# Model training 🏋
[![Open In Colab](https://colab.research.google.com/assets/colab-badge.svg)](https://colab.research.google.com/github/nasaharvest/openmapflow/blob/main/crop-mask-example/notebooks/train.ipynb)

**Description:** Stand alone notebook for training crop-mask models. 

# 1. Setup

If you don't already have one, obtain a Github Personal Access Token using the steps [here](https://docs.github.com/en/authentication/keeping-your-account-and-data-secure/creating-a-personal-access-token). Save this token somewhere private.

In [None]:
email = input("Github email: ")
username = input("Github username: ")

!git config --global user.email $username
!git config --global user.name $email

from getpass import getpass
token = getpass('Github Personal Access Token:')

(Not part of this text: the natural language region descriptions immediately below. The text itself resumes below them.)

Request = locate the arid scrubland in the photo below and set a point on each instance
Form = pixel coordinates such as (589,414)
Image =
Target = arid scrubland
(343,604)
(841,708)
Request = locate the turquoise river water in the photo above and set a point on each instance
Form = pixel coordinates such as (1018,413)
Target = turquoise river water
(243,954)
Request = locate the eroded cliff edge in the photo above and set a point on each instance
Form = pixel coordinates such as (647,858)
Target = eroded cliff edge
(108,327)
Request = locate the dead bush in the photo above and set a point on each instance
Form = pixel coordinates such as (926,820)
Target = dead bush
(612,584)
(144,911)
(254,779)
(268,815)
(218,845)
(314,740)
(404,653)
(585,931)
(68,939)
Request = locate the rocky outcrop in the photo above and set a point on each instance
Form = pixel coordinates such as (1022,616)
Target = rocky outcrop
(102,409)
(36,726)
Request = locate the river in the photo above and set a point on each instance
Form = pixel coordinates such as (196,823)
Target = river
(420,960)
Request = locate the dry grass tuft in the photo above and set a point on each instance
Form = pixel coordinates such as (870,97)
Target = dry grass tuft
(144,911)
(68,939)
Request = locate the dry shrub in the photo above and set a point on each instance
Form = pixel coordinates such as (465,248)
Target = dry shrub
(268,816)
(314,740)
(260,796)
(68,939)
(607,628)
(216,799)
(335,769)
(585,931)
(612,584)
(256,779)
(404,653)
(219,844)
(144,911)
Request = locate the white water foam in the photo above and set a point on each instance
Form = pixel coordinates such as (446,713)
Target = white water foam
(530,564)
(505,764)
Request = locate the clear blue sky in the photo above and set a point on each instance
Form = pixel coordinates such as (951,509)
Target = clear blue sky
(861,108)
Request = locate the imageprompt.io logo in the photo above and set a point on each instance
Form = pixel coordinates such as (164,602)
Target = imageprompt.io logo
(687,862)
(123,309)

# TODO: Generate below two lines from config
!git clone https://$username:$token@github.com/nasaharvest/openmapflow.git
!cd openmapflow && pip install -r requirements.txt -q
%cd openmapflow/crop-mask-example

In [None]:
from google.colab import auth
from tqdm.notebook import tqdm
from torch.utils.data import DataLoader
from torch import nn

import torch
import wandb
import sys
sys.path.append("..")

from openmapflow.config import RELATIVE_PATHS, FULL_PATHS
from openmapflow import PyTorchDataset
from openmapflow.config import SUBSET

from datasets import datasets

# 2. Download latest data

In [None]:
for path_key in tqdm(["models", "processed", "compressed_features"]):
    !dvc pull {RELATIVE_PATHS[path_key]} -q

!tar -xzf {RELATIVE_PATHS["compressed_features"]} -C data

In [None]:
# Currently available models
sorted([p.stem for p in FULL_PATHS["models"].glob('*.pt')])

In [None]:
# Available datasets for training and evaluation
!cat data/datasets.txt

# 3. Train model

In [None]:
model_name = input("Model name: ")

In [None]:
df = datasets[0].load_labels()

In [None]:
class LSTMClassifier(torch.nn.Module):
  def __init__(self, input_size=18, hidden_size=128):
    super(LSTMClassifier, self).__init__()
    self.lstm = nn.LSTM(input_size=input_size, hidden_size=hidden_size, num_layers=1, batch_first=True)
    self.linear = nn.Linear(hidden_size, 1)

  def forward(self, x):
    out, hidden = self.lstm(x)
    out = self.linear(out[:, -1]).squeeze(dim=1)
    return torch.sigmoid(out)

In [None]:
# ------------ Model -----------------------------------------
device = torch.device("cuda:0" if torch.cuda.is_available() else "cpu")
model = LSTMClassifier()
model = model.to(device)

# ------------ Optimizer -------------------------------------
lr = 0.001
params_to_update = model.parameters()
optimizer = torch.optim.SGD(params_to_update, lr=lr, momentum=0.9)
criterion = torch.nn.BCELoss()


# ------------ Dataloaders -------------------------------------
batch_size = 64
train_data = PyTorchDataset(df=df[df[SUBSET] == "training"], subset="training")
test_data = PyTorchDataset(df=df[df[SUBSET] != "training"], subset="test")
dataloaders = {
    "train": DataLoader(train_data, batch_size=batch_size, shuffle=True),
    "test": DataLoader(test_data, batch_size=batch_size, shuffle=False)
}
batch_amount = {
    "train": 1 + (len(train_data) // batch_size),
    "test": 1 + (len(test_data) // batch_size)
} 

# Train

In [None]:
#%%wandb
num_epochs = 5
run = wandb.init(project="openmapflow-crop-mask-example", config={
    "batch_size": batch_size,
    "num_epochs": num_epochs,
    "lr": lr,
    "optimizer": "SGD"
})
for epoch in range(num_epochs):

  for phase in ['train', 'test']:
    if phase == 'train':
        model.train()  # Set model to training mode
    else:
        model.eval()   # Set model to evaluate mode

    running_loss = 0.0
    running_corrects = 0

    # Iterate over data.
    for x in tqdm(dataloaders[phase], total=batch_amount[phase], desc=phase, leave=False):
      inputs, labels = x[0].to(device), x[1].to(device)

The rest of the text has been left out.